A Cautionary Tale of Steve Reliving his Glory DaysA Story by Amorous Aida
The Kings Throne
Steve’s
last client of the day was watching him from the bathroom doorway, a look of
shameless admiration, likely for the paragon of manliness he embodied. She, in
reality, stood watchful of the engagement ring she accidentally left on her
sink. Steve saw that the woman obviously was hoping for some sort of
conversation. He offered his thoughts on the importance of “the common man’s
throne” as the equalizer of all humanity, since everyone poops. He let her in
on his profound observation turned overused witticism, that “if you unclog a
golden toilet, the cause is still likely to be s**t”.
He cleaned up slowly,
allowing the woman time to properly thank him for swooping in to save the
princess, not figuratively either, an actual Princess Sofia doll. The woman’s daughter
had wrapped it in a bikini top and sent it up “the water slide” expecting Sofia
to appear in the bathtub ready to play.
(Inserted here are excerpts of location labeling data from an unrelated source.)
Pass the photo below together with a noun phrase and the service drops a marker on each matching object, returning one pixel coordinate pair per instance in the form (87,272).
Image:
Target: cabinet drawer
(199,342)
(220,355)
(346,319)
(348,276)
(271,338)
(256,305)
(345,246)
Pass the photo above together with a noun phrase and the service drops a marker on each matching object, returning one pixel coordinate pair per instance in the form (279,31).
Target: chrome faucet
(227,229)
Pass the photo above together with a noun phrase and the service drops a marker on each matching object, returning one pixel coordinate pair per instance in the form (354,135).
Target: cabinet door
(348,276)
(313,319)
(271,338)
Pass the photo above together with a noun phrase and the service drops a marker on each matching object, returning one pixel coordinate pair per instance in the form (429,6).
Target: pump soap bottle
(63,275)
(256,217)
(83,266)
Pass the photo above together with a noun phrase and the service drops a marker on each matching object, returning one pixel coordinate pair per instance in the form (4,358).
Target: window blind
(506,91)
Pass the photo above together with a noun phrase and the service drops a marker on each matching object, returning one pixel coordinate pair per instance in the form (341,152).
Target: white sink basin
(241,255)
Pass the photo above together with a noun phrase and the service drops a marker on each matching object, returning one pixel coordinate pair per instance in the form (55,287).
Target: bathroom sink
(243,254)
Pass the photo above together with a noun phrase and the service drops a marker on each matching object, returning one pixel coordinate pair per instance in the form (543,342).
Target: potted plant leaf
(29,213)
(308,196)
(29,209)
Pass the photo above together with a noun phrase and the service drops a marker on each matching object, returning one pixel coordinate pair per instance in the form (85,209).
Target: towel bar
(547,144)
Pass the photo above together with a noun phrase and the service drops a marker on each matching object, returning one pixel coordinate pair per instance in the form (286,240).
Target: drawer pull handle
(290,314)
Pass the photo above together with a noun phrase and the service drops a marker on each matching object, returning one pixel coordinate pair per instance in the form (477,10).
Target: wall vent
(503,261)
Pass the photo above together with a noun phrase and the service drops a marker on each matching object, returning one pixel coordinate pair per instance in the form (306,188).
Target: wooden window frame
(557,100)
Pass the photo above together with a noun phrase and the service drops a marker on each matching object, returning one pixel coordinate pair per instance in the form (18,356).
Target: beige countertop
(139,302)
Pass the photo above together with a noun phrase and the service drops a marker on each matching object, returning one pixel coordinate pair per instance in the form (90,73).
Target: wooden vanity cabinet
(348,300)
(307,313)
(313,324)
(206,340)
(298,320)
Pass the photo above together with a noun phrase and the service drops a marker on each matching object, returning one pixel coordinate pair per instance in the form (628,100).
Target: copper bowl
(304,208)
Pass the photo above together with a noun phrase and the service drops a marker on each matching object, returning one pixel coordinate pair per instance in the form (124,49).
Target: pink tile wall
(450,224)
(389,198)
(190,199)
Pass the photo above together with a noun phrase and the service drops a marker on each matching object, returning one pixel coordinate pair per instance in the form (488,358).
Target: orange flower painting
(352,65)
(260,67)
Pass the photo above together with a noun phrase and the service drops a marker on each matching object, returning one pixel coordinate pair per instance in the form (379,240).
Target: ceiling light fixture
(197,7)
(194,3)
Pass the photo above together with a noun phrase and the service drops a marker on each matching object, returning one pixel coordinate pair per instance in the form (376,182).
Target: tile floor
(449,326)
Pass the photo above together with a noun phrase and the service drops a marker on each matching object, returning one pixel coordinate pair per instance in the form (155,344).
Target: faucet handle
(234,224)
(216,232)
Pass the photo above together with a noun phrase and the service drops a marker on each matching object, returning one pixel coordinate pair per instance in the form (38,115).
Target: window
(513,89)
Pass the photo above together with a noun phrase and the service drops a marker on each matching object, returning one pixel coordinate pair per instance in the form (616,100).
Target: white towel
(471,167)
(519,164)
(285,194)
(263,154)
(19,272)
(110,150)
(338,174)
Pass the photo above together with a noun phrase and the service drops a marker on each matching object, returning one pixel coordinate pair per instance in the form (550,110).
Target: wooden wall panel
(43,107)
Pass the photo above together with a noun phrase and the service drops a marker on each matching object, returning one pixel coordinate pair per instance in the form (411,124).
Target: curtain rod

As Steve was packing, the woman
inconspicuously snatched up her ring and beheld an unforgiveable sight, the
plumber had no crack. What kind of sick b*****d robs his valued customers the
simple pleasure of a good cliché? Next time she would hire a real plumber, not
this conceited self-conscious anomaly. A plumber oblivious to everything except the state of his crack is off.
Plumber Pipe Dream
Ruby, Steve’s happily
checked out wife, is lounging leisurely in the perfect slice of sunshine at her
breakfast nook. Right in the middle of soaking up the non-presence of her
husband and his daily “get rich quick scheme”, she is distracted from weighing
the benefits of honey over creamer when the sound of her teapots sputtering
wheeze becomes a full blown howl. Accompanying the whistle though, is the
instant mood killer of too close tires and Billy Idol being rendered silent by
a car door slamming, no doubt Steve’s car (he wants you to notice). I cut short
my beloved “Steve’s out of town” morning tea ritual and prepare for another
agonizing tail of how he was up by “SO MUCH MONEY”, he could have started a
blah, blah, blah company or finally got the “Racecar he’s been designing in his
head”.
No minimizing, false
gaiety this time though, this means Steve actually won a poker tournament. Before
my brain snaps back to “Steve’s home reality”, I here 3.9 million, that’s all I
hear and due to years of logic suppressing all improbable dreams, it isn’t
processing. Not helping to clarify the situation is Steve out there, regaling
me in a tone no more excited than he is for Whopper Wednesday, but very
satisfied with himself for his first “I told you so” moment. He is feigning
nonchalance, as if I can be tricked as easily as himself into thinking it true
and honorable of him for having blind faith in himself all this time, with
absolutely no evidence to support anything but that he’s the only plumber too self-conscious
to be caught with plumbers crack.
Steve’s
Amazing Luck Renews Ruby’s Faith in Chaos Theory
Steve’s narrative is delivered
so underwhelming that, I’m sure he’s a real egoist or has a genuine mental
disorder, rendering him incapable of differentiating dollars and cents. In a
moment of clarity he registers my suspicious expression and explains again how
he won 3.9 million dollars in a Texas Hold Em’ “death match” against a young Japanese
kid, with nothing but his wits and extreme control over his facial expressions,
which I know to be his regular slack jawed blank stare, conveying only “derrr”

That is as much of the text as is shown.